The scheme awards credits when carbon emitters cut their greenhouse pollution or create projects that sequester carbon – such as energy efficiency measures introduced to cut heavy industry pollution or investing in land use change that prevents trees from being cut down, known as avoided deforestation.
It will be a major source of the carbon offsets bought by companies under the federal government’s reform to the safeguard mechanism.
Under the mechanism, big industrial polluters will be forced to either cut their pollution or buy carbon offsets. It is forecast to deliver around 30 per cent of the savings the Albanese government needs to reach its target to cut emissions by 43 per cent by 2030.
The federal agency responsible for administering the scheme, the Clean Energy Regulator, has backed the current arrangements for assessing human-induced regeneration.
Chubb said his review must also consider their opinions with equal weight, but greater transparency over how carbon credits are verified was imperative.
“There are serious people on the other side of the same argument and we take their comments seriously, too,” he said.

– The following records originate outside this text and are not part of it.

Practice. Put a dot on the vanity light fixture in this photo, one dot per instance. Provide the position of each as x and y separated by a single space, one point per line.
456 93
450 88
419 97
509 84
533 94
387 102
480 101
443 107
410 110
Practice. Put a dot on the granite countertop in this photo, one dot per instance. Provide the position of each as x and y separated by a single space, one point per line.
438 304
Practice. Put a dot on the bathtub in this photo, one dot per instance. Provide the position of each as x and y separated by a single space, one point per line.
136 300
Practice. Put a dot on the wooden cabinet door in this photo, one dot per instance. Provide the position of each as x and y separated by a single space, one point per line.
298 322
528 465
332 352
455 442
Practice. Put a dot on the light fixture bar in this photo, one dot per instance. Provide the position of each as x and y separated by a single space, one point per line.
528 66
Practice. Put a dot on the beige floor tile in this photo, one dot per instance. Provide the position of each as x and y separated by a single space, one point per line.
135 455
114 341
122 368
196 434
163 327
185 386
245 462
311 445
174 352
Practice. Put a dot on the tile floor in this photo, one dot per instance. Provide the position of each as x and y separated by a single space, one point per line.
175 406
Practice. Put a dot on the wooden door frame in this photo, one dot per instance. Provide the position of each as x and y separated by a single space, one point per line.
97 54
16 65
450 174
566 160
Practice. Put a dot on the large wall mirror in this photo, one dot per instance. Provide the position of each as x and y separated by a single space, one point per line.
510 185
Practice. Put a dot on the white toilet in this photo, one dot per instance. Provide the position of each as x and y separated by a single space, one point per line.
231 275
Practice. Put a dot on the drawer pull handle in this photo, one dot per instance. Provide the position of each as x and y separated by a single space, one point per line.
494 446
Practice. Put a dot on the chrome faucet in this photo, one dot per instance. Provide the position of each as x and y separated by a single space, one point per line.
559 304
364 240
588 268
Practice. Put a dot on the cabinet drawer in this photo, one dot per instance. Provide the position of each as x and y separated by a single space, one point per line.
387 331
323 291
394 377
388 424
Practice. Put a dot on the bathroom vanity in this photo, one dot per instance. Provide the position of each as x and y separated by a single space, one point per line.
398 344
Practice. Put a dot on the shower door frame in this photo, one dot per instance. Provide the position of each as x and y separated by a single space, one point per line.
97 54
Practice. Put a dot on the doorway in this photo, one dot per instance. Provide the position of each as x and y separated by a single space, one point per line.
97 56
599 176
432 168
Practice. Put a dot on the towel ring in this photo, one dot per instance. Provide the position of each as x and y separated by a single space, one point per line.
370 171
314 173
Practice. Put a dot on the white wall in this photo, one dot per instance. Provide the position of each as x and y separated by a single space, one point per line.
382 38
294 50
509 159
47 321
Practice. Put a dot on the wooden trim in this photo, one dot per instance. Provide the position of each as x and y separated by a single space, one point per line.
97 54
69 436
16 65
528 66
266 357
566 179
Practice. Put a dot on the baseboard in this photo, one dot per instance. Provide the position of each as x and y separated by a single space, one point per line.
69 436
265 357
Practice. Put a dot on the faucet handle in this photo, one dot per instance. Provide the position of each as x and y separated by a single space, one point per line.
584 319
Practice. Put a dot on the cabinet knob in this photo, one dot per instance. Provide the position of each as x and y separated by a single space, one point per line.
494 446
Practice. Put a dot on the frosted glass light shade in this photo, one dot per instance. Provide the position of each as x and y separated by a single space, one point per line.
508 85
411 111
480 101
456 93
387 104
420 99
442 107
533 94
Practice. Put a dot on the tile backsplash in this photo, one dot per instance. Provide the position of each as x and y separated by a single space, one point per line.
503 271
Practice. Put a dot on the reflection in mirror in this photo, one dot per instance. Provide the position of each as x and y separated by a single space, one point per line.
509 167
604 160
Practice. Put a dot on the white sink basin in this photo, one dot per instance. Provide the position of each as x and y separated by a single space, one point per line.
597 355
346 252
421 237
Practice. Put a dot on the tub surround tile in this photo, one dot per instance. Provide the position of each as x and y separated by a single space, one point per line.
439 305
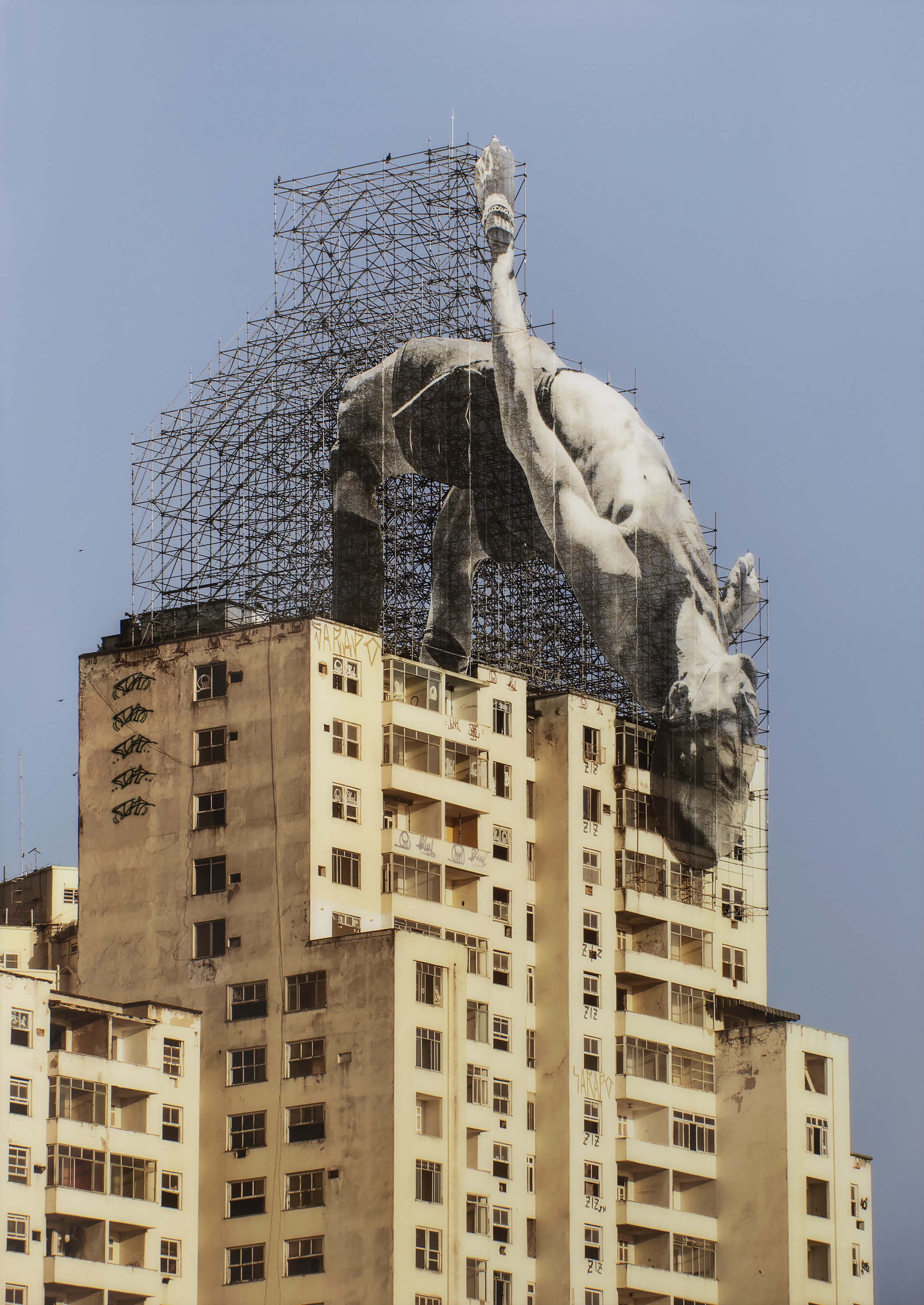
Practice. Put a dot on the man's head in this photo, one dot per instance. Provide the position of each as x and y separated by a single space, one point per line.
704 759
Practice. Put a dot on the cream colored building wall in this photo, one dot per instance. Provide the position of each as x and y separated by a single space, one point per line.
764 1163
29 994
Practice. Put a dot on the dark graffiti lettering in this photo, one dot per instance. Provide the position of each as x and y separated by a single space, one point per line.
136 683
135 807
138 743
132 777
135 713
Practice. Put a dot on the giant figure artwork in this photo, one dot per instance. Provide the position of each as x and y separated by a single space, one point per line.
546 461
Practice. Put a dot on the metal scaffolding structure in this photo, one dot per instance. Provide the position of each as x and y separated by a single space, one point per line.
231 488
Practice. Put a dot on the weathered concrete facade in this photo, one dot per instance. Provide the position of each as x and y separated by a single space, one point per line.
464 1018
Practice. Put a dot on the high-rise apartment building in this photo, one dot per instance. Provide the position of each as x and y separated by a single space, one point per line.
102 1147
469 1032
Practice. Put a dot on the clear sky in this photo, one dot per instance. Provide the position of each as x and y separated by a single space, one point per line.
723 196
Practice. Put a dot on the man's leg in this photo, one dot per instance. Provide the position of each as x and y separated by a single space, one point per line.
457 551
365 456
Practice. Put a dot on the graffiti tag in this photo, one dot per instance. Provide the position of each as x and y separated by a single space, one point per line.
136 683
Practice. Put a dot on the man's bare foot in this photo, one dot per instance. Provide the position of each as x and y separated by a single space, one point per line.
495 192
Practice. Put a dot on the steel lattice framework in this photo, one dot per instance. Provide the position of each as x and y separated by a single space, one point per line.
231 494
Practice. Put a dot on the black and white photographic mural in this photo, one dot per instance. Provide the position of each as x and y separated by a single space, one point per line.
545 461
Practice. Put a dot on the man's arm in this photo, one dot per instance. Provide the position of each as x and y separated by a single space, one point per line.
580 537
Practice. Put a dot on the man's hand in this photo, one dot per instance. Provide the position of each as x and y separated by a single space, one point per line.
495 194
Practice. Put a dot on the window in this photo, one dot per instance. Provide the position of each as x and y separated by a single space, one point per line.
244 1264
171 1190
592 1054
209 747
18 1165
304 1190
592 866
477 1085
212 680
692 1007
412 877
20 1095
430 1182
592 1116
247 1132
733 904
502 779
592 806
816 1198
247 1065
816 1073
820 1261
21 1029
209 811
477 1021
503 1095
171 1127
502 1225
693 947
428 1253
693 1256
345 803
134 1178
641 874
78 1168
18 1234
502 1160
430 1050
306 1057
695 1132
466 764
635 811
477 1279
173 1057
816 1136
418 751
502 717
502 1034
306 1123
170 1257
345 739
692 1069
307 992
346 675
500 844
209 939
643 1059
592 928
428 983
345 867
502 905
418 686
247 1000
477 1214
735 965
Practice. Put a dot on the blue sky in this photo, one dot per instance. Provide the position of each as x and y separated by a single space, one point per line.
726 197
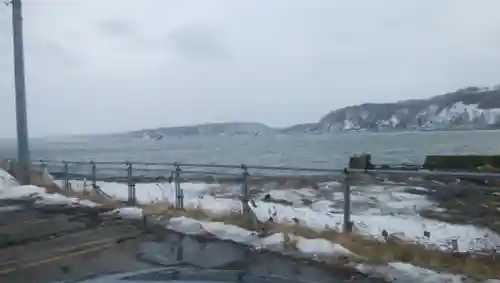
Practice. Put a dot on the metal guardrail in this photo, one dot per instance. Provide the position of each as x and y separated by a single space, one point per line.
175 170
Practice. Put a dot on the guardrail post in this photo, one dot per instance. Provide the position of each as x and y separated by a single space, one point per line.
131 184
347 203
179 197
244 190
66 175
44 171
94 177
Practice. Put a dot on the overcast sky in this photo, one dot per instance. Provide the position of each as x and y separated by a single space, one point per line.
96 66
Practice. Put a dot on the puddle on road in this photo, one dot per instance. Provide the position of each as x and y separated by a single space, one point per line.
179 249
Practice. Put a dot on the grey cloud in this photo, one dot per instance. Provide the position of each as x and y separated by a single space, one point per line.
117 28
125 66
199 42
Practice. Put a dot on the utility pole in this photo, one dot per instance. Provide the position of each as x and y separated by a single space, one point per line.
23 151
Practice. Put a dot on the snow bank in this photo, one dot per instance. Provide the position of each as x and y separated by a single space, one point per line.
412 227
315 249
375 208
11 190
6 180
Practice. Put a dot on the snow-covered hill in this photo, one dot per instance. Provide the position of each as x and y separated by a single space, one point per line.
466 109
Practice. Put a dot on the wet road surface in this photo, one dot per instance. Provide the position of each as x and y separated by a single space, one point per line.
47 245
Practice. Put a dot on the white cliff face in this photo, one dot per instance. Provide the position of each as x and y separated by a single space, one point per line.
465 109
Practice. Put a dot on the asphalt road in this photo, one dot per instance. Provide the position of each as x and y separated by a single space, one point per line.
50 246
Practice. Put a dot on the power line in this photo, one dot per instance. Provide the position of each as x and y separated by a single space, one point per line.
23 151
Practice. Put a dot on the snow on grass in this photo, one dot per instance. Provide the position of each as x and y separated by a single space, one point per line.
317 249
411 226
403 272
11 190
375 208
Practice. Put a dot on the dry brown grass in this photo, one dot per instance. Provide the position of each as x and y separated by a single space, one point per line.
475 266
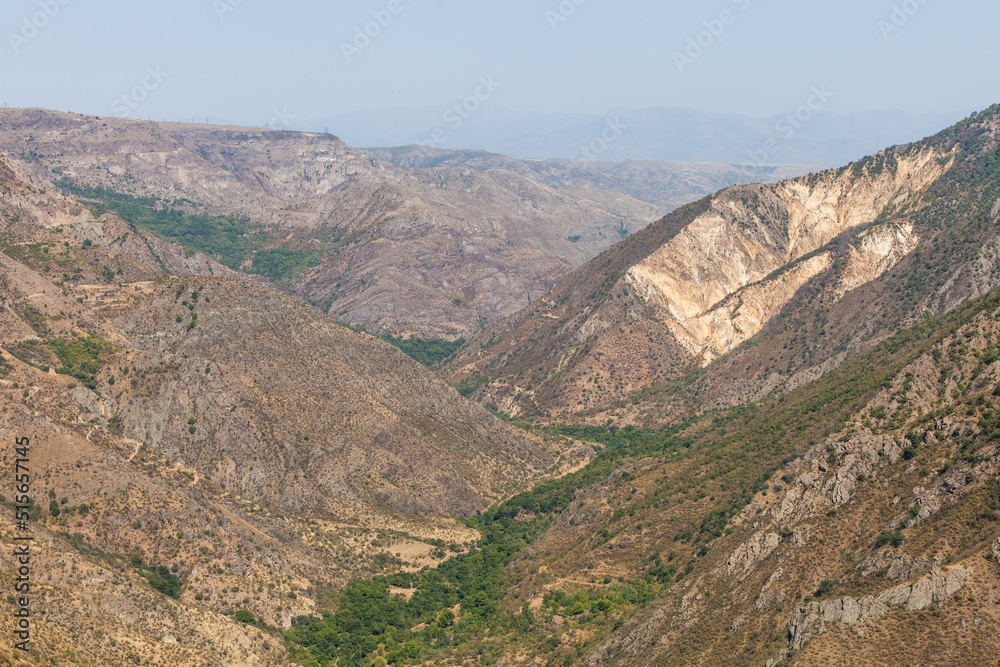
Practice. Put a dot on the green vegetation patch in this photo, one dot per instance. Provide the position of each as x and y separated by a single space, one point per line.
228 239
82 358
429 352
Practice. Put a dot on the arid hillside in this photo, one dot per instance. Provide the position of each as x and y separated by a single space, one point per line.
754 290
437 251
204 445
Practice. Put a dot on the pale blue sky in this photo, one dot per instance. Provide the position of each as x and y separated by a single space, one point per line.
287 56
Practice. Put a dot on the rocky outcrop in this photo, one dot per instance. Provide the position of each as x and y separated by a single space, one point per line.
759 547
751 232
812 619
879 249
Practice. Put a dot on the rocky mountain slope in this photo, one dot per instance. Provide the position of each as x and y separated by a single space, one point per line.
204 444
435 251
853 520
856 520
754 290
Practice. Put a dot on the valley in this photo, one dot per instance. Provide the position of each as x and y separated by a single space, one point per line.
754 427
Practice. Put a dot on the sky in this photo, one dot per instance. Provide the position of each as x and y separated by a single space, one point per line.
259 61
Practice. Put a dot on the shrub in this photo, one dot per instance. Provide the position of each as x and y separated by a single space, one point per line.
893 537
243 616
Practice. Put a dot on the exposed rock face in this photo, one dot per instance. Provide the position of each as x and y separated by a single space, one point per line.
812 619
699 286
437 251
759 547
751 232
294 410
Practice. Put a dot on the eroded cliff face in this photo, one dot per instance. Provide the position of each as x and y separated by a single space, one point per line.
712 284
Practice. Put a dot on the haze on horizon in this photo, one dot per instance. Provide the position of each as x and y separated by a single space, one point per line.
248 61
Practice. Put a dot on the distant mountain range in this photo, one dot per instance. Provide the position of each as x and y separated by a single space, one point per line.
657 133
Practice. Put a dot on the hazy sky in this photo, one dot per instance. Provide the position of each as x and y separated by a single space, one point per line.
247 60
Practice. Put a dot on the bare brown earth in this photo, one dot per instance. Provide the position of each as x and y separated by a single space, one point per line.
755 290
264 455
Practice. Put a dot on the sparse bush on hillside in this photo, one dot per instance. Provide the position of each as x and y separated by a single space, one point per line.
893 537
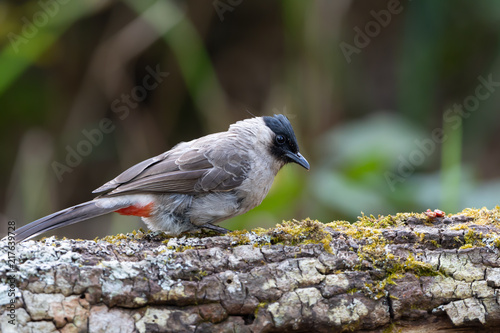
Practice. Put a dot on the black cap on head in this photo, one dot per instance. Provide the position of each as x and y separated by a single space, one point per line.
284 145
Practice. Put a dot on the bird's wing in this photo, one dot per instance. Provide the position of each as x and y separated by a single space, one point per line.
209 164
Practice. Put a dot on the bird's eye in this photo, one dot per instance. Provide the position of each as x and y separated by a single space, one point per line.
280 139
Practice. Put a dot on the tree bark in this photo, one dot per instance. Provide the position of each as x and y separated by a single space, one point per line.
414 272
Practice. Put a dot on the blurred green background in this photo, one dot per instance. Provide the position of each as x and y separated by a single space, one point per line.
395 104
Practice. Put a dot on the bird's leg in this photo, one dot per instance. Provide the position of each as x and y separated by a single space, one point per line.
215 228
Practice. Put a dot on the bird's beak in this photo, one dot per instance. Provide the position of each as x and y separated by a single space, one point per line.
299 159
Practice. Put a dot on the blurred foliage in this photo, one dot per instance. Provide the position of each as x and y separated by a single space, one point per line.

“Commercial in-confidence is an important concept, but so is getting public money to do a public good. The balance has got to be more information than is presently available so people can look in [on the scheme] and have confidence that they know what is going on.”
Critics of carbon offsetting have argued that polluters can avoid switching to cleaner technology by using poorly designed schemes.
Chubb said he had spoken “long and often” on the importance of greater climate action but insisted investment in offset projects that withdraw carbon from the atmosphere, as well as new technology, was needed.
“It’s all very well to argue that we have to stop emitting, because we do, and I say that without qualification. But when we do, we’ll still be left with [carbon] in the atmosphere that will take us way over two degrees [of global warming] unless we pull it out.”
Submissions to the Chubb review were published last week.
The Australia Institute’s submission said advice from fossil fuel companies with a vested interest in the scheme’s rules had been prioritised in consultation for their design, while independent experts were excluded.
A spokesperson for the Department of Energy, Climate Change, Environment and Water said it had identified and managed all potential conflicts of interest.
“A probity plan is in place to guide both the panel and department staff supporting the panel,” they said.